Jerusalem Post editor questioned over Qatargate says he was ‘so naive’

Jerusalem Post Editor Zvika Klein speaks to Channel 12 news, April 5, 2025 (Channel 12 Screenshot)
Jerusalem Post Editor Zvika Klein speaks to Channel 12 news, April 5, 2025 (Channel 12 Screenshot)

Zvika Klein, the editor-in-chief of The Jerusalem Post who was questioned last by police as a suspect in the Qatargate case, says he was very “naive.”

“As time goes by, I go over the conversations. I was so naive,” he tells Army Radio.

“It’s a delusional situation in which people who work with the prime minister [also take into account] the interests of a different country,” he says.

“I know other journalists who [spokesman] Eli Feldstein was in contact with who believed they were receiving a [news] item from the prime minister. It’s very disturbing,” he says.

The Qatargate affair involves suspicions that two aides to Netanyahu, senior adviser Jonatan Urich and former spokesman Feldstein, committed multiple offenses tied to their alleged work for a pro-Qatar lobbying firm, including contact with a foreign agent and a series of corruption allegations involving lobbyists and businessmen. Urich is in custody, and Feldstein is under house arrest.
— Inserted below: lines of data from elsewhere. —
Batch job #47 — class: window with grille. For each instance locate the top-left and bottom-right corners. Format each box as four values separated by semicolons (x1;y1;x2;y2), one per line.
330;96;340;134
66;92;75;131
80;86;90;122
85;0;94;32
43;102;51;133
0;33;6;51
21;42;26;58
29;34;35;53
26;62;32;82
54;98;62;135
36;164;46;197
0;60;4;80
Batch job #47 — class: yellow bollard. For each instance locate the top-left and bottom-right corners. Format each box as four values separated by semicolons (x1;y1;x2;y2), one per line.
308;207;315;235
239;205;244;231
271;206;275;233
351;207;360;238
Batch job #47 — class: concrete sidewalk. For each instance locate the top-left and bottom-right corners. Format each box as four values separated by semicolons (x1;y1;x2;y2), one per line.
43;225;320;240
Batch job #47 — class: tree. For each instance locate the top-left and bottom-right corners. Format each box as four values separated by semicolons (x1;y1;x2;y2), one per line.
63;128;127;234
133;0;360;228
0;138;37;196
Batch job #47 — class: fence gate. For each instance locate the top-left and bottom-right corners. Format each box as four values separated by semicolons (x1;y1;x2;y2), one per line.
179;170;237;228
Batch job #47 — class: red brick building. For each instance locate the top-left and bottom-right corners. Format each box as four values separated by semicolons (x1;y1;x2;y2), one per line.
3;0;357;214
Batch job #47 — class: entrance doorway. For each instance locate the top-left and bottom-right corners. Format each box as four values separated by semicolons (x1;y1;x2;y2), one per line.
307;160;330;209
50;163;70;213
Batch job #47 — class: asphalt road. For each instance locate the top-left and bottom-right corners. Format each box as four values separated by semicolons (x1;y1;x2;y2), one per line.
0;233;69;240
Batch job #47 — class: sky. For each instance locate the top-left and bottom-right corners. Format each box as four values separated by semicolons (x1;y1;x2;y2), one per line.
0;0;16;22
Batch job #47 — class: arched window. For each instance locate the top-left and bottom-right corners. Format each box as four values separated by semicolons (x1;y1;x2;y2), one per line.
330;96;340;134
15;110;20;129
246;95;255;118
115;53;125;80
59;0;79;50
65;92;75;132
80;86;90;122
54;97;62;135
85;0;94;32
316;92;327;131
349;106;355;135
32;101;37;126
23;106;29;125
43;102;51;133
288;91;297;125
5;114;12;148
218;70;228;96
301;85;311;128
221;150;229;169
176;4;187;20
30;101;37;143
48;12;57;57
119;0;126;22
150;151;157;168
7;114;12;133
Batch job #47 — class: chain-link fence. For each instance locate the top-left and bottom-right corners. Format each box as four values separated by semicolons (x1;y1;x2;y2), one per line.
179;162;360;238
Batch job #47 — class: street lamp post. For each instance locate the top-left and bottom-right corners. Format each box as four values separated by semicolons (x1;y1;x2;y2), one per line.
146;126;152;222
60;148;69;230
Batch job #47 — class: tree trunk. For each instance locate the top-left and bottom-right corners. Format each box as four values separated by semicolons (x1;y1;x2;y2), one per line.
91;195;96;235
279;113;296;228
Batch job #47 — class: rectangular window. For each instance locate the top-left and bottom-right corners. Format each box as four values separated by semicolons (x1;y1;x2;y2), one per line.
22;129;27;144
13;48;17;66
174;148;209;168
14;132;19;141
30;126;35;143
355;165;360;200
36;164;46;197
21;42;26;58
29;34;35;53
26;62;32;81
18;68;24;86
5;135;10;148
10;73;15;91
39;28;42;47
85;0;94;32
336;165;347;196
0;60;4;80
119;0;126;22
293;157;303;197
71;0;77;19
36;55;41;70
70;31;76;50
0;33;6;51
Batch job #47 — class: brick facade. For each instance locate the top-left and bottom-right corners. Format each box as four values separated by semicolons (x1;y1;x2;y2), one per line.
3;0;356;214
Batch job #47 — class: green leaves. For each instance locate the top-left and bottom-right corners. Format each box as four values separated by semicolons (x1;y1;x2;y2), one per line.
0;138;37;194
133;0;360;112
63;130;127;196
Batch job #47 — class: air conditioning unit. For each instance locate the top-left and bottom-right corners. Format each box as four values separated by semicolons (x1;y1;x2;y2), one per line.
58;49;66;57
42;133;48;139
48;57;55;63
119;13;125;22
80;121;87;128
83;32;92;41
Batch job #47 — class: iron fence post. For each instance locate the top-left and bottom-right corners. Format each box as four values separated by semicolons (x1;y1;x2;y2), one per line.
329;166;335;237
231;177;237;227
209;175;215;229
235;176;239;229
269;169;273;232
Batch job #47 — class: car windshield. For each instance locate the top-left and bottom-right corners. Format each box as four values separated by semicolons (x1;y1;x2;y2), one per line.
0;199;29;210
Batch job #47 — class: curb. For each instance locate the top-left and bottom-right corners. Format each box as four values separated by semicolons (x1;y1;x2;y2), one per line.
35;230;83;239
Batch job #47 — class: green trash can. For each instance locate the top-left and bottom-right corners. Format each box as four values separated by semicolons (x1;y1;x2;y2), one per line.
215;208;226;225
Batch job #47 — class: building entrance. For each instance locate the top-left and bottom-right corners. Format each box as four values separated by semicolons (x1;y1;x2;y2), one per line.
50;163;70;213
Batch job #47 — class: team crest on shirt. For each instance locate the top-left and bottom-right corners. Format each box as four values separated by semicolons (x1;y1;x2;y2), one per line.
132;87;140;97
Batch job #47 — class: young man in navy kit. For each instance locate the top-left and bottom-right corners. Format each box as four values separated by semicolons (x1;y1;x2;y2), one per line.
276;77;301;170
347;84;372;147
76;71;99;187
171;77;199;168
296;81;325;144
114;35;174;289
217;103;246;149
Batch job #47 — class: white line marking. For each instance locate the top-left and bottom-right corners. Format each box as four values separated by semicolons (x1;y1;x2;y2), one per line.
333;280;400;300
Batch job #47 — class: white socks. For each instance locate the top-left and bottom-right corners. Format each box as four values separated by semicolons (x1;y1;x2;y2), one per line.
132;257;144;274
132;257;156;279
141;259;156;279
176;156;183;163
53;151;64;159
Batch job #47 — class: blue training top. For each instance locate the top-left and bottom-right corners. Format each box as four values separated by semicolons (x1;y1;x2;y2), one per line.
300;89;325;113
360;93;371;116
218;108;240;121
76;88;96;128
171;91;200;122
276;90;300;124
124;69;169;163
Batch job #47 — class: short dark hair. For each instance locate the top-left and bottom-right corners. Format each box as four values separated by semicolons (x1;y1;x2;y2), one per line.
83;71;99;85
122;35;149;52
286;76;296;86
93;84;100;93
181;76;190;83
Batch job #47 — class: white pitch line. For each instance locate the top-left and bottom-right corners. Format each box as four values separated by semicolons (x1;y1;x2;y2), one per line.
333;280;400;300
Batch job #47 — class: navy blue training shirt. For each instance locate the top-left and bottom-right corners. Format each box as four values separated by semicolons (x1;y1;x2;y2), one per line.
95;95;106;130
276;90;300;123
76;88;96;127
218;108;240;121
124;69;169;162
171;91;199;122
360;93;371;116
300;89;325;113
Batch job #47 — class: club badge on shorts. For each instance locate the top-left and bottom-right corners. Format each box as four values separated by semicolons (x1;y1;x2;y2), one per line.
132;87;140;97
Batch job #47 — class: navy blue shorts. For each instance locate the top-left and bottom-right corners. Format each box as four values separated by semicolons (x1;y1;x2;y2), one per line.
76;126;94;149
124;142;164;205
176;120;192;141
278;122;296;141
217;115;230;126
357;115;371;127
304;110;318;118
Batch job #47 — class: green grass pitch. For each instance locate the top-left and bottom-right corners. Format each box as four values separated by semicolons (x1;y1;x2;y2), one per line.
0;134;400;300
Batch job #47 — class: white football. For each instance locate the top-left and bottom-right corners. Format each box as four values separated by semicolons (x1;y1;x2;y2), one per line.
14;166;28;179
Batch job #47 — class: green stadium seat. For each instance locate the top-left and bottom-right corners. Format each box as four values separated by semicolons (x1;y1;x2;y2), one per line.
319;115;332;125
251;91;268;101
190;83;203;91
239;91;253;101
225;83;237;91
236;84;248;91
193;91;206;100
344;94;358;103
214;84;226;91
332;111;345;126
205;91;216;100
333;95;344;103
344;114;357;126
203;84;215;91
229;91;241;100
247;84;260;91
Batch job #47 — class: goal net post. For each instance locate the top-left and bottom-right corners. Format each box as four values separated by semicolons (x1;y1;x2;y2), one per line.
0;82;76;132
Police also want to question a third aide, Yisrael Einhorn, who currently lives in Serbia.

At a hearing on Tuesday regarding the detention of Urich and Feldstein, police indicated that they suspect Urich and others — while spreading pro-Qatar messaging — framed the information as having originated from senior Israeli officials in the Prime Minister’s Office. “Urich relayed messages to the media on behalf of the Prime Minister’s Office. The messages were [originally] conveyed by an entity that maintains ties to and is funded by the state of Qatar, and they were presented as messages originating from a political or security source,” a police investigator reportedly said in court.

Klein was summoned to give testimony in the case on Monday and then cautioned as a suspect. He was initially released to house arrest, but this restriction was canceled on Thursday. He has decried his arrest and denied any involvement in the affair.

Other journalists have also given testimony, but only as witnesses.